Dazn: chi è Leonard Blavatnik, l’uomo di Perform

Pubblicato da: RobertoR - il: 06-09-2018 9:00

Anche in Italia da qualche settimana si è affacciato un operatore televisivo di sicura attrattività. Parliamo naturalmente di Dazn, la principale novità dei palinsesti sportivi della stagione 2018/19, che si è aggiudicato i diritti di trasmissione di 3 partite di Serie A per giornata, tutta la Serie B e tantissimi altri eventi, non solo calcistici.

Ma da dove spunta fuori Dazn? E chi è l’uomo che controlla Perform, la società cui è riconducibile il brand Dazn?

Chi è Leonard Blavatnik

Ad occuparsi del proprietario di Perform, Leonard Blavatnik, è stato un interessante approfondimento curato da Gabriele Cruciata e Lorenzo Bodrero sulle pagine del Fatto Quotidiano, a riassumere l’avventurosa vita di questo 61enne nato a Odessa con cittadinanza russa, americana e inglese, e proprietario della società che da quest’anno trasmette un po’ di Serie A, tutta la Serie B e tanto altro ancora.

Guai, in tal senso, a pensare che gli interessi di Blavatnik siano esclusivamente legati al mondo televisivo e sportivo. Il patron di Dazn ha mani nel petrolchimico Usa, nell’industria musicale, in quella cinematografica, nell’immobiliare, e tanto altro ancora. Un approdo a cui l’imprenditore è arrivato per gradi, iniziando a studiare alla statunitense Columbia University, e poi ad Harvard, per poi dedicarsi ad approfonditi studi aziendali e manageriali fino al 1989, l’anno della caduta del Muro di Berlino.

La dissoluzione dell’ex Urss è il primo di una serie di momenti decisivi per la carriera di Blavatnik, favorendo la sua emersione, come vincitore, nella guerra dell’alluminio, determinata della privatizzazione delle aziende statali nei primi anni ‘90. Una vicenda complessa, che vede coinvolti alcuni personaggi che secondo il New York Times ha coinvolto uomini vicini al Cremlino, e due soci dal passato non proprio impeccabile (uno è stato accusato di riciclaggio di denaro e di intercettazioni illegali, l’altro si è visto arrestare nella propria azienda due manager per corruzione).

Il secondo tassello della sua ripida carriera arriva molto più recentemente: è il 2010 quando la sua Access Industries acquisisce per 1,8 miliardi di dollari la LyondellBasell, un colosso chimico statunitense, che in soli quattro anni riesce a quintuplicare il proprio valore. Tra gli altri step di crescita dell’Universo di Blavatnik, merita un cenno l’acquisto nel 2011 di Warner Music la vendita delle sue quote nella TNK-BP per 7 miliardi di dollari nel 2013.
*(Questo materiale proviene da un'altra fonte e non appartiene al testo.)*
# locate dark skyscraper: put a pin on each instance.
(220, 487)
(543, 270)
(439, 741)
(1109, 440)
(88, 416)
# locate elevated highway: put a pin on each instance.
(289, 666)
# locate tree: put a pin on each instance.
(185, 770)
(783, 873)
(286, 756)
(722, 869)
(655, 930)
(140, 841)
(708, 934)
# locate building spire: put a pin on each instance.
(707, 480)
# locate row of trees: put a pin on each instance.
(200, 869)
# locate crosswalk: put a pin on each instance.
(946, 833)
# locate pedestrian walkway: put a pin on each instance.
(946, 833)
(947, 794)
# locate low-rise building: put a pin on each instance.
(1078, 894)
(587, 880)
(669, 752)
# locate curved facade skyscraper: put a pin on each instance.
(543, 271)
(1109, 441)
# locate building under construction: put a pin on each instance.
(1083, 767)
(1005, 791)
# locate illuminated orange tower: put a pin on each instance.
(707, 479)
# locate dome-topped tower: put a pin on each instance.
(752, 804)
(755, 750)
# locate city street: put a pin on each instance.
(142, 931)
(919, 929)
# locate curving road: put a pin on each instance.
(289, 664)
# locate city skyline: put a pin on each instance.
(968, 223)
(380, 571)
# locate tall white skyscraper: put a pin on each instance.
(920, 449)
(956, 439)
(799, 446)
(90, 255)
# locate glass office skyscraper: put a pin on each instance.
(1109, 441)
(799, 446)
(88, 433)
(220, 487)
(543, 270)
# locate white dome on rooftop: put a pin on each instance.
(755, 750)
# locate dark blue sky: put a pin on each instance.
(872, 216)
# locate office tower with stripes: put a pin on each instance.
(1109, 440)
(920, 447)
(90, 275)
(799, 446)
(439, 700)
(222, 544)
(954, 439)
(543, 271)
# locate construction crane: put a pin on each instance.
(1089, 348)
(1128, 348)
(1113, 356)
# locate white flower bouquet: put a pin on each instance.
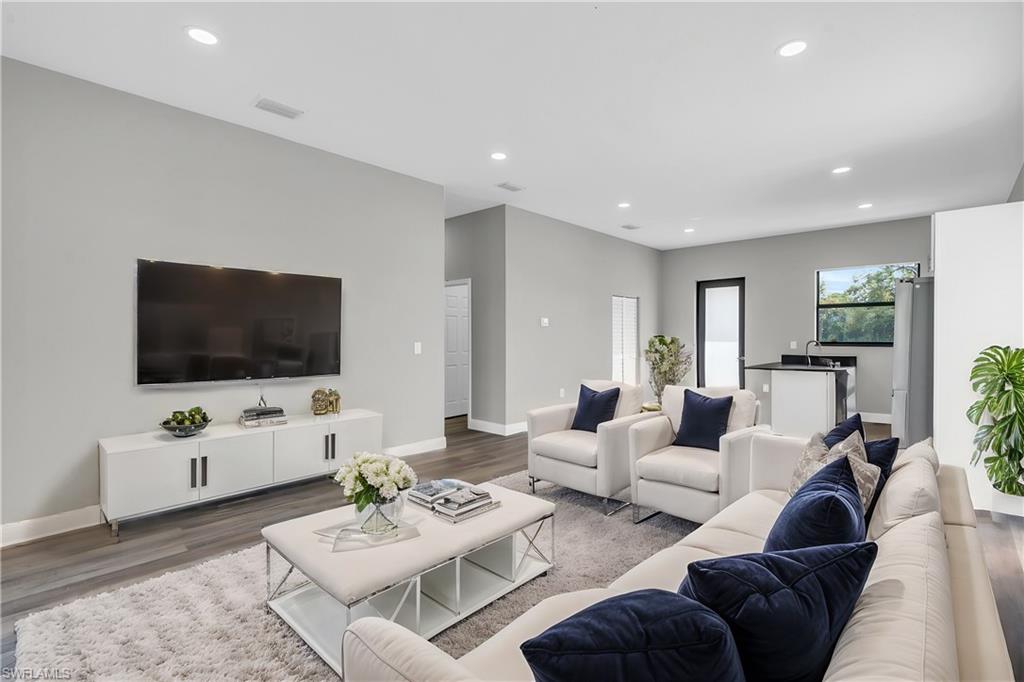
(369, 478)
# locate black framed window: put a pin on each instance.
(855, 306)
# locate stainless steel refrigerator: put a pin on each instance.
(912, 351)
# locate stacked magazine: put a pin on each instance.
(452, 500)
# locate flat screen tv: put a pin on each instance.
(201, 323)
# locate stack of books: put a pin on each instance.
(453, 501)
(262, 416)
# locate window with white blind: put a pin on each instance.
(625, 340)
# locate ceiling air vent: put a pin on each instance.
(276, 108)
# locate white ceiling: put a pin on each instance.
(682, 110)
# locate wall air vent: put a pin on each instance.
(276, 108)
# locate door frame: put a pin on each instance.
(720, 284)
(469, 300)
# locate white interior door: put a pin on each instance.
(457, 349)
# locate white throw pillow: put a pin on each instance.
(817, 455)
(910, 492)
(919, 451)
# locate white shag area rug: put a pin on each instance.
(208, 622)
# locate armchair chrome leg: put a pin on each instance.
(622, 506)
(636, 514)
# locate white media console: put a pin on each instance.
(151, 472)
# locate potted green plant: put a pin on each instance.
(669, 359)
(998, 376)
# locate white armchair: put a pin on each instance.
(691, 482)
(593, 463)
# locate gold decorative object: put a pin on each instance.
(321, 401)
(333, 401)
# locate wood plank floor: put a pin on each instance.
(60, 568)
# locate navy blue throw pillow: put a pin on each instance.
(844, 429)
(594, 408)
(643, 635)
(826, 510)
(705, 420)
(785, 610)
(882, 454)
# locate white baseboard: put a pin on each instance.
(417, 448)
(496, 428)
(34, 528)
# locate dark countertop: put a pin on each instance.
(786, 367)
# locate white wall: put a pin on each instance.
(979, 302)
(94, 178)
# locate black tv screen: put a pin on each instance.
(201, 323)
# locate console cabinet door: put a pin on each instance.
(146, 480)
(233, 465)
(354, 435)
(301, 452)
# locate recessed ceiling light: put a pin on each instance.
(793, 48)
(201, 35)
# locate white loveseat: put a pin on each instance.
(593, 463)
(928, 610)
(691, 482)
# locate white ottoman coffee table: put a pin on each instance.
(426, 584)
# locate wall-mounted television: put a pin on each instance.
(202, 323)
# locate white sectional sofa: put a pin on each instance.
(928, 610)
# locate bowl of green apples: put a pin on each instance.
(184, 424)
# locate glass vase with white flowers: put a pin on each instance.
(375, 483)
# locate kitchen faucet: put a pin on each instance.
(807, 349)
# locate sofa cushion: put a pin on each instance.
(902, 627)
(825, 511)
(910, 492)
(594, 408)
(690, 467)
(630, 395)
(664, 570)
(499, 657)
(923, 450)
(784, 609)
(843, 430)
(704, 420)
(753, 514)
(741, 415)
(572, 446)
(643, 635)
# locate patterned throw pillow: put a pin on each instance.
(817, 455)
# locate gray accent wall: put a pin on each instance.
(94, 178)
(568, 274)
(474, 249)
(780, 293)
(1017, 193)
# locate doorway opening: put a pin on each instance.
(458, 349)
(720, 333)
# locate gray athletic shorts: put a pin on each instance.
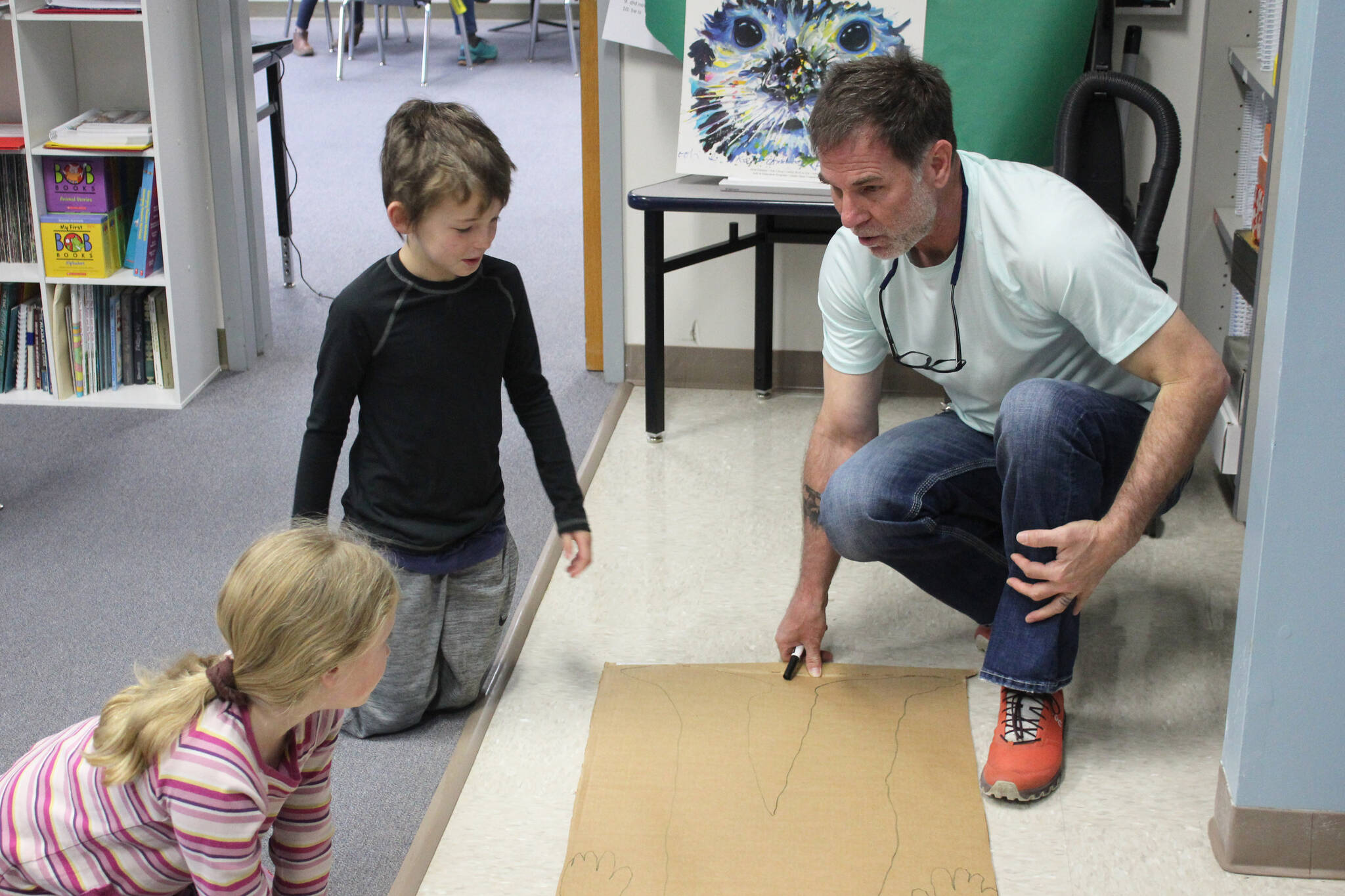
(449, 629)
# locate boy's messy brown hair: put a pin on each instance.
(436, 151)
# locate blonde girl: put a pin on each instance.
(173, 789)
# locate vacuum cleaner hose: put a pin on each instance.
(1166, 146)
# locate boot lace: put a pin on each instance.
(1023, 715)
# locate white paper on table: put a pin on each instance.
(626, 24)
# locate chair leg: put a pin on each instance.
(341, 28)
(378, 32)
(569, 33)
(424, 49)
(327, 14)
(531, 32)
(462, 35)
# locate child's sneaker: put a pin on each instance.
(482, 51)
(1028, 748)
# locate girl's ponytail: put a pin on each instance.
(144, 719)
(295, 605)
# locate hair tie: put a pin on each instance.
(222, 677)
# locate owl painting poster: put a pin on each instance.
(753, 68)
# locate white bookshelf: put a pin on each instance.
(53, 69)
(1229, 75)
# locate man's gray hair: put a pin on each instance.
(904, 100)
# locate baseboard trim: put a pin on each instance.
(732, 368)
(431, 830)
(1277, 843)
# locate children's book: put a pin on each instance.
(11, 136)
(143, 254)
(81, 184)
(163, 349)
(77, 341)
(99, 129)
(137, 339)
(9, 324)
(62, 375)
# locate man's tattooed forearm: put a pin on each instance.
(811, 504)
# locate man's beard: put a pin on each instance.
(925, 209)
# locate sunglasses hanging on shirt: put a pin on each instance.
(912, 359)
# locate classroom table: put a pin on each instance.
(780, 218)
(268, 56)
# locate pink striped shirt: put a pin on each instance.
(195, 817)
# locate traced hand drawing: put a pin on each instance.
(594, 875)
(961, 883)
(713, 779)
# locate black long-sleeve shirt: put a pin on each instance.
(426, 359)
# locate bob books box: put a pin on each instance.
(81, 184)
(82, 245)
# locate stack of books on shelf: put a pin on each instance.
(15, 213)
(24, 351)
(108, 337)
(102, 215)
(99, 337)
(116, 129)
(91, 6)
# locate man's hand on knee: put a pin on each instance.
(1084, 553)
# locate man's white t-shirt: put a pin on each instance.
(1049, 288)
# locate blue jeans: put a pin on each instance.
(468, 19)
(940, 504)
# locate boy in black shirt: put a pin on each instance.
(424, 339)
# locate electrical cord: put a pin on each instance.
(294, 186)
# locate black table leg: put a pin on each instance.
(277, 154)
(654, 326)
(764, 341)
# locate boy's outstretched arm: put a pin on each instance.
(530, 395)
(341, 367)
(579, 551)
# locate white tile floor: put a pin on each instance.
(697, 553)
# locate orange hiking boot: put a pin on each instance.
(1028, 748)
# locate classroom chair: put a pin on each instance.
(569, 32)
(381, 11)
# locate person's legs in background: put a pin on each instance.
(305, 14)
(482, 50)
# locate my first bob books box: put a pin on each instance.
(82, 245)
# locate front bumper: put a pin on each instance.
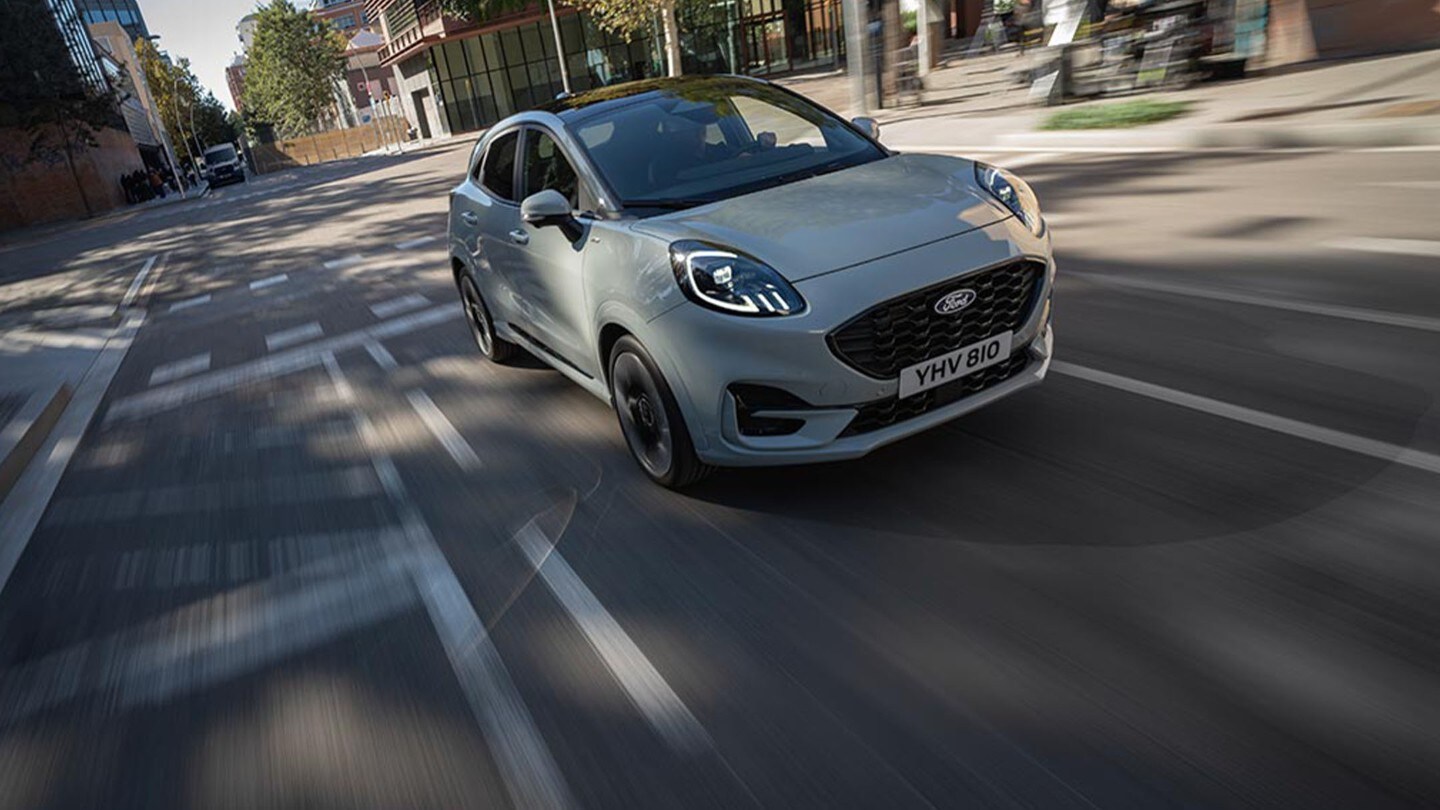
(706, 353)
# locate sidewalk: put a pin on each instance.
(1387, 101)
(56, 371)
(25, 235)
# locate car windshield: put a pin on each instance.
(704, 141)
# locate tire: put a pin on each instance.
(654, 431)
(481, 326)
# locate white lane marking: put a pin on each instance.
(396, 306)
(380, 355)
(526, 764)
(1328, 310)
(216, 639)
(140, 278)
(275, 365)
(1384, 149)
(293, 336)
(641, 681)
(1397, 247)
(1002, 149)
(444, 430)
(347, 483)
(177, 369)
(1027, 160)
(20, 512)
(343, 263)
(1339, 440)
(190, 303)
(270, 281)
(167, 567)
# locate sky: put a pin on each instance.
(200, 30)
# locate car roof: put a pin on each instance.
(588, 103)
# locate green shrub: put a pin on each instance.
(1115, 116)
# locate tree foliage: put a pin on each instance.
(294, 65)
(190, 114)
(42, 92)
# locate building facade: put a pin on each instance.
(458, 77)
(124, 12)
(43, 175)
(346, 16)
(370, 85)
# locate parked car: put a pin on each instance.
(746, 277)
(223, 165)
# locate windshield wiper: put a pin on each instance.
(670, 202)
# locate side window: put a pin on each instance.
(498, 170)
(546, 167)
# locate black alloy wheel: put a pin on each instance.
(650, 418)
(481, 327)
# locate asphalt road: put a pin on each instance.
(314, 552)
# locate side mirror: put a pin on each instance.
(545, 208)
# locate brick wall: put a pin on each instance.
(334, 144)
(46, 192)
(1331, 29)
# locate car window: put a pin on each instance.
(786, 127)
(546, 167)
(697, 143)
(498, 170)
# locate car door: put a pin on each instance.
(486, 212)
(552, 257)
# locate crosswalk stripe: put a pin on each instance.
(177, 369)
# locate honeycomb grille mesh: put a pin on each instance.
(905, 330)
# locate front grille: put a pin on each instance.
(876, 415)
(905, 330)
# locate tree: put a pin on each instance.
(622, 18)
(45, 94)
(176, 94)
(294, 65)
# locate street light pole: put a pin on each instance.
(559, 48)
(856, 35)
(375, 114)
(174, 101)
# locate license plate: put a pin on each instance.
(952, 366)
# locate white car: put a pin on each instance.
(745, 277)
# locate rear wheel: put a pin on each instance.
(481, 326)
(650, 418)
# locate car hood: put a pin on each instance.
(844, 218)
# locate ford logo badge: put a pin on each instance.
(955, 301)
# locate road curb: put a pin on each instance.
(26, 433)
(30, 495)
(1365, 134)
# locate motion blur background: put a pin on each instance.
(274, 535)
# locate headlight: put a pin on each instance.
(730, 281)
(1013, 192)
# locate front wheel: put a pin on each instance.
(650, 418)
(481, 326)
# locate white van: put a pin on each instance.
(223, 165)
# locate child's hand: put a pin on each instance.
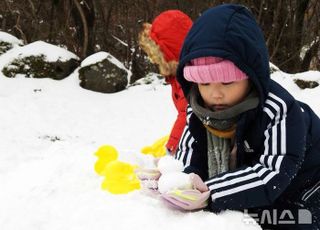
(148, 178)
(189, 199)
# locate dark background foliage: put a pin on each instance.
(291, 27)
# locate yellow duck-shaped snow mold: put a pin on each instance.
(157, 149)
(119, 177)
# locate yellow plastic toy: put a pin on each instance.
(119, 177)
(157, 149)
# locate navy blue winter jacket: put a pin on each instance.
(278, 143)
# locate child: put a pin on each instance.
(162, 41)
(254, 147)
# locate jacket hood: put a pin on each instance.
(169, 30)
(228, 31)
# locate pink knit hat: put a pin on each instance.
(212, 69)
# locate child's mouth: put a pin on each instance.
(218, 107)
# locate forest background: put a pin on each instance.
(291, 27)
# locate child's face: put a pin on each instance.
(220, 96)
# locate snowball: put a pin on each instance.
(174, 180)
(168, 164)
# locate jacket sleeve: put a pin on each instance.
(282, 156)
(181, 104)
(190, 152)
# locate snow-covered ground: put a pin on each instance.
(49, 133)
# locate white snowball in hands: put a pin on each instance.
(174, 180)
(168, 164)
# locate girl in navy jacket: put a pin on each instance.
(252, 144)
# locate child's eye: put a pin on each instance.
(227, 83)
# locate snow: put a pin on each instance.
(174, 180)
(50, 52)
(100, 56)
(168, 164)
(49, 133)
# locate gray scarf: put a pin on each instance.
(219, 148)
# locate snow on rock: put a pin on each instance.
(308, 96)
(168, 164)
(51, 53)
(174, 180)
(100, 56)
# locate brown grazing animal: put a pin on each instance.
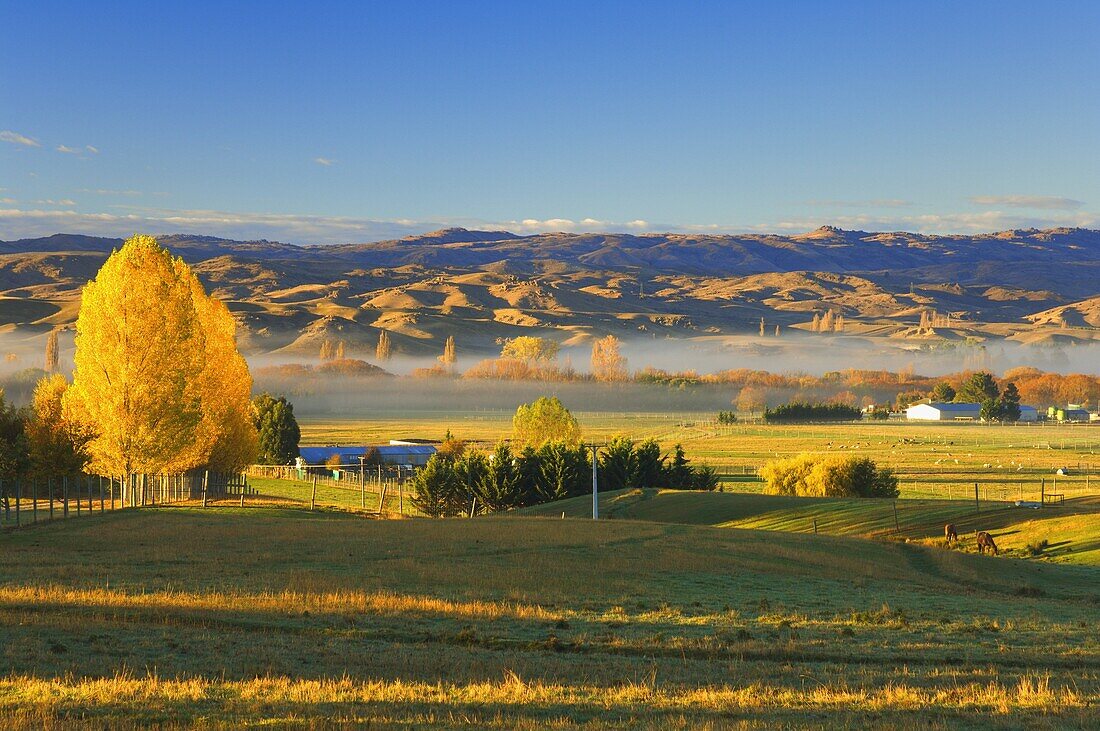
(986, 541)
Dazn, un impero in espansione

Con più 19mila eventi live trasmessi all’anno, Perform Group è una importante sports media company globale, focalizzata sulla trasmissione in streaming. È peraltro proprietaria anche di alcuni siti web particolarmente visitati (come Goal.com e Runningball) e del provider di statistiche OptaSports.

Per quanto concerne i suoi numeri, il gruppo ha chiuso il 2017 con 496 milioni di euro di fatturato, di cui 102 generati proprio da Dazn. Le perdite ammontavano però a 418 milioni di euro.

In questo scenario, l’investimento italiano rappresenta una ghiotta scommessa. Dazn si attende almeno 3 milioni di abbonati, al fine di rendere profittevole come da attese il proprio business tricolore. Ci riuscirà?